Però, però. Forse non è proprio tutto stagno quello che luccica. Perché, a vederla all’italiana, si potrebbe anche sospettare che gl’italiani prendano la suppostapp Immuni come tutte le altre, vale a dire un gioco; un programmino per divertirsi un po’ senza troppe menate, prima di stancarsi e passare a un altro giocattolo: mamma guarda come mi diverto, vai così, è una figata, vedi cosa fa. Appunto, che fa? “Mah, non ho ben capito ma pare che nei paraggi ci sia un probabile positivo”. Dopodiché scatta la ridda dei sospetti, specie nei posti piccoli dove ci si conosce tutti, signora mia. E, se questo è vero, allora la suppostapp Immuni si disvela come una specie di “mi faccio i cazzi altrui” 2.0 nella speranza di sgamare l’impestato o almeno di marchiarlo come tale. Puro gossip sanitario, gioco maligno, tracciarsi per allegria. Da queste parti, tutto si fa per allegria, per cazzeggio, per esempio votare i grillini, più le cose precipitano e più si esorcizza in allegria. E poi si obbedisce: al neverending lockdown, alle autocertificazioni demenziali, alle mascherine mentre stai sul cesso, alla suppostapp: parafrasando Tito Livio, fortunato è il paese dove si obbedisce volentieri.

Ma non è una cosa seria; continua il lancio Agi: “Immuni […] è sicura e garantisce totalmente la privacy di chi la usa”. Questo almeno (sic!) è il risultato di un’analisi dell’app fatta da Mobisec, azienda trevigiana che dal 2017 certifica la cyber security, commissionata dalla società che ha sviluppato l’app, la milanese Bending Spoons. L’app è stata sottoposta a diverse fasi di analisi della sicurezza, secondo gli standard internazionali di affidabilità (…) I test, fa sapere l’azienda, hanno consentito di isolare le possibili vulnerabilità dell’app e i rischi. Come ad esempio la mancanza di protezione durante la trasmissione dati, l’utilizzo, il processo e la conservazione delle informazioni: un percorso necessario a garantire “un risultato ottimale circa la totale sicurezza dell’app (…) I test hanno confermato la sostanziale (sic) sicurezza dell’app, che è stata concepita fino dalle fasi di progettazione per tutelare al massimo la privacy degli utenti e dei loro dati personali, sensibili e ancora di più sanitari, dati particolarmente riservati e delicati”.

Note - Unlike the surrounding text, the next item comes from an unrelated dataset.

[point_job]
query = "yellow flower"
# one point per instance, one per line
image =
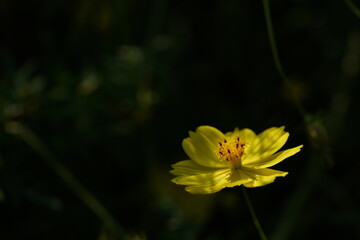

Al di là dello slang autopubblicitario, per il quale come sempre si capisce niente, c’è da fidarsi: si attende a giorni, se non ad ore, il primo cyberattacco che manderà a zoccole la tanto sbandierata sicurezza, rivelando un gruviera di falle. La sicurezza, dice la suppostapp, dipende solo da noi. E se dipende da loro, siamo sicuri che non ce la faranno.